Dr. Elizabeth Drye, research scientist in pediatrics and director of quality measurement programs at the Yale/Yale-New Hospital Center for Outcomes Research and Evaluation, and her colleagues, recently published their findings in the journal Gastroenterology.
The team tracked Medicare fee-for-service patients age 65 and older who were undergoing colonoscopy. They developed a quality measure that profiles facility performance in outpatient colonoscopy by estimating risk rates for unplanned hospital visits in the seven days following colonoscopy among Medicare beneficiaries using claims data.
The team found that 16.3 per 1,000 outpatient colonoscopies among Medicare beneficiaries result in unplanned hospital visits following the procedure.

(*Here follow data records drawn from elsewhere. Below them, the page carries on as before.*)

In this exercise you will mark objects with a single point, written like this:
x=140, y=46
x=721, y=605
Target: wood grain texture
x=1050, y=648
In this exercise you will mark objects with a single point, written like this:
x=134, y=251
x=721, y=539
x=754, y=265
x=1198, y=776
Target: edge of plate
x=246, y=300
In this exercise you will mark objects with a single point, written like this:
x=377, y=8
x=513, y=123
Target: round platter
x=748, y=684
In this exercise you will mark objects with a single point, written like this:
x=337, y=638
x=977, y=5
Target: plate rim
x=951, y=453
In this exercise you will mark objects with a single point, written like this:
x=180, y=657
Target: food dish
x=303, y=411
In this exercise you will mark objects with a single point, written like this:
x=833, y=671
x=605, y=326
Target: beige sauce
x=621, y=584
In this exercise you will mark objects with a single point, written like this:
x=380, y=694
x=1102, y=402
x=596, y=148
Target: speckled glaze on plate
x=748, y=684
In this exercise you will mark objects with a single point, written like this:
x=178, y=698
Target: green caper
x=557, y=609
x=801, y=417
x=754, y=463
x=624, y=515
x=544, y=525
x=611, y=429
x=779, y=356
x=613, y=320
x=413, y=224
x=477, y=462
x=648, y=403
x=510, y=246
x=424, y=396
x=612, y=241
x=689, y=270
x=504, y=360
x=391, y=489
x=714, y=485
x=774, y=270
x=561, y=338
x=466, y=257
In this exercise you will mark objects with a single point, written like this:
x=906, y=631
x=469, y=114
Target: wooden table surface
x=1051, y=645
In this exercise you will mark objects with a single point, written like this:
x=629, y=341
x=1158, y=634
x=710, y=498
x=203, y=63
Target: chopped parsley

These rates vary substantially across outpatient facilities, suggesting a variation in quality.
Drye said that many of the leading causes of hospital visits such as bleeding, abdominal pain, and perforation are potentially preventable, yet currently these events are often not visible to colonoscopy providers or patients.
"This measure is a potentially useful tool for advancing patient-centered care," said Drye. "Publicly reporting facility quality will inform a patient's choice and make the full range of patient outcomes visible to providers, thereby addressing a critical information and quality measure gap. The Centers for Medicare & Medicaid Services (CMS) will start publicly reporting the measure scores for facilities in the coming year."